I’m glad your friend is going most times. I, too, notice if people close to me skip mass. I worry a bit, and likely say something to them.

You’re right that some people may have been poorly instructed and think they have an overall obligation to go to mass, but that skipping here and there is not important. Sometimes a new convert receives so much information to process that they forget pieces of it. It is easy to forget about the obligation to go to holy days as well as Sundays. They can get lost in the shuffle. Also, a person can get confused and think holy days of obligation are days like Ash Wednesday and Good Friday. It doesn’t have to be the fault of instruction, though. Some people simply refuse to think certain actions on their part “matter”. Sometimes I think that is an entire world view issue, involving lots of underlying thinking patterns. I used to have that problem in spades.

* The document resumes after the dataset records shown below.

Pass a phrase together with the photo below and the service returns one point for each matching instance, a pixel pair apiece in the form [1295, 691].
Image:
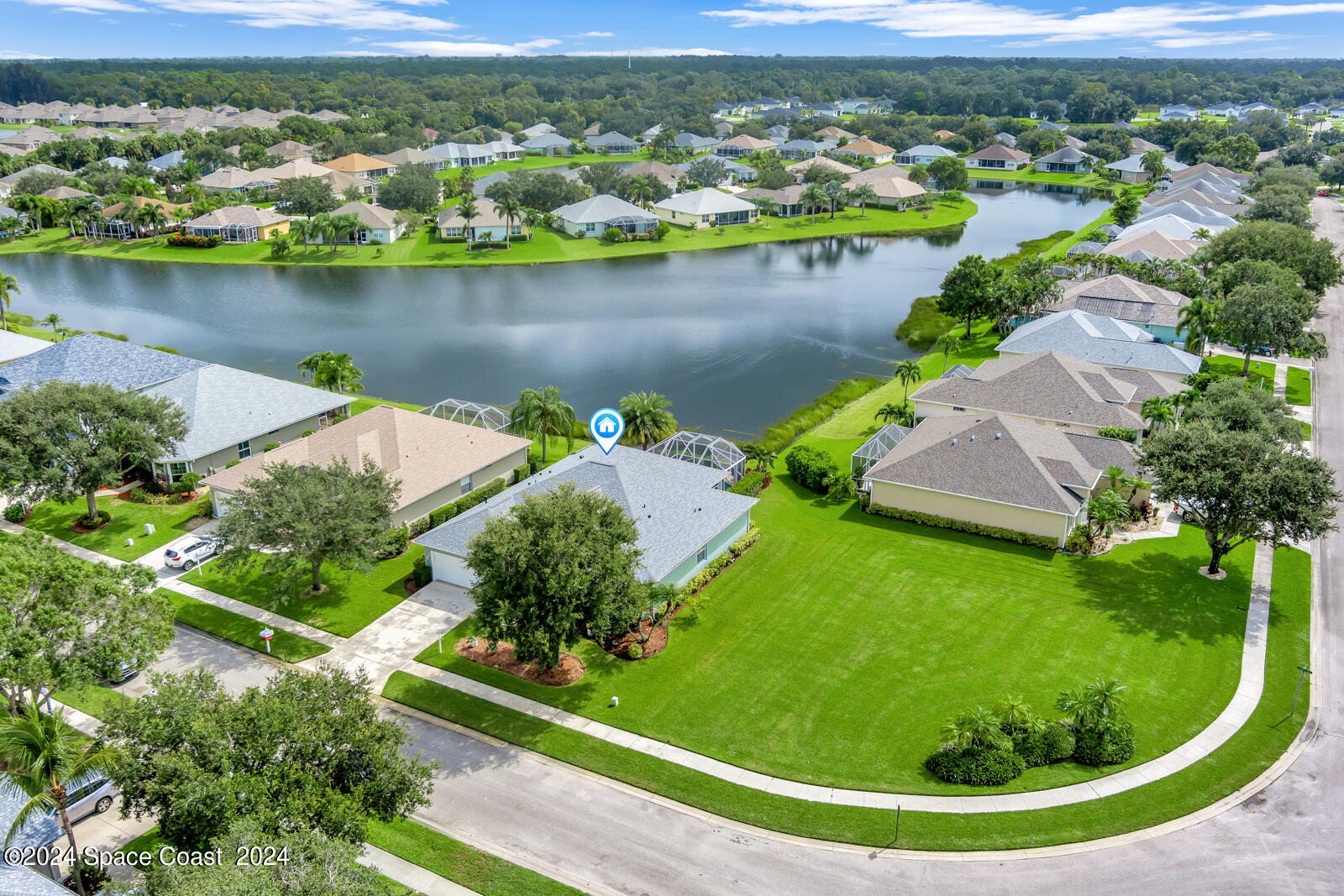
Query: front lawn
[840, 644]
[349, 602]
[128, 520]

A sidebar in the bulletin now and then might help in some parishes. But lots of priests will tell you that people don’t read the bulletin. It might well need to be from the ambo.
 
I’m glad your friend is going most times. I, too, notice if people close to me skip mass. I worry a bit, and likely say something to them.

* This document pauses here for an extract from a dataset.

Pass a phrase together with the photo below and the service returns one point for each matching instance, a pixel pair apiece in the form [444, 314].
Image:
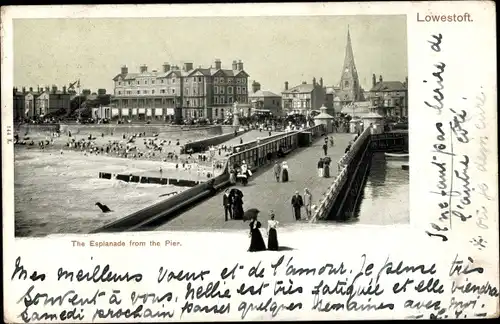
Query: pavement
[265, 194]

You’re right that some people may have been poorly instructed and think they have an overall obligation to go to mass, but that skipping here and there is not important. Sometimes a new convert receives so much information to process that they forget pieces of it. It is easy to forget about the obligation to go to holy days as well as Sundays. They can get lost in the shuffle. Also, a person can get confused and think holy days of obligation are days like Ash Wednesday and Good Friday. It doesn’t have to be the fault of instruction, though. Some people simply refuse to think certain actions on their part “matter”. Sometimes I think that is an entire world view issue, involving lots of underlying thinking patterns. I used to have that problem in spades.

A sidebar in the bulletin now and then might help in some parishes. But lots of priests will tell you that people don’t read the bulletin. It might well need to be from the ambo.
it makes me wonder at times whether people who are new and ‘innocent’ are better kept in the dark about the seriousness of missing Mass. After all, there is something called invincible ignorance which prevents a sin being mortal. I am aware that this is not the correct approach, it is just my gut reaction where those I care about are concerned. I think this is largely my PP’s attitude, so I can emphathise with him in his liberal stance in a way.
 
it makes me wonder at times whether people who are new and ‘innocent’ are better kept in the dark about the seriousness of missing Mass. After all, there is something called invincible ignorance which prevents a sin being mortal. I am aware that this is not the correct approach, it is just my gut reaction where those I care about are concerned. I think this is largely my PP’s attitude, so I can emphathise with him in his liberal stance in a way.
Yeah, I’ve had similar reactions myself. Also, sometimes I react by thinking it is unfair that more knowledge makes it more possible to sin, sort of making knowledge seem like a bad thing.

There is a scripture verse your post reminds me of,

Luke 12:48 But he who did not know, and did what deserved a beating, shall receive a light beating. Every one to whom much is given, of him will much be required; and of him to whom men commit much they will demand the more.

There are lots of ways to apply this to what we are talking about. The surrounding context of that passage, for example, suggests to me it has in view those who are in charge over people, like priests or bishops.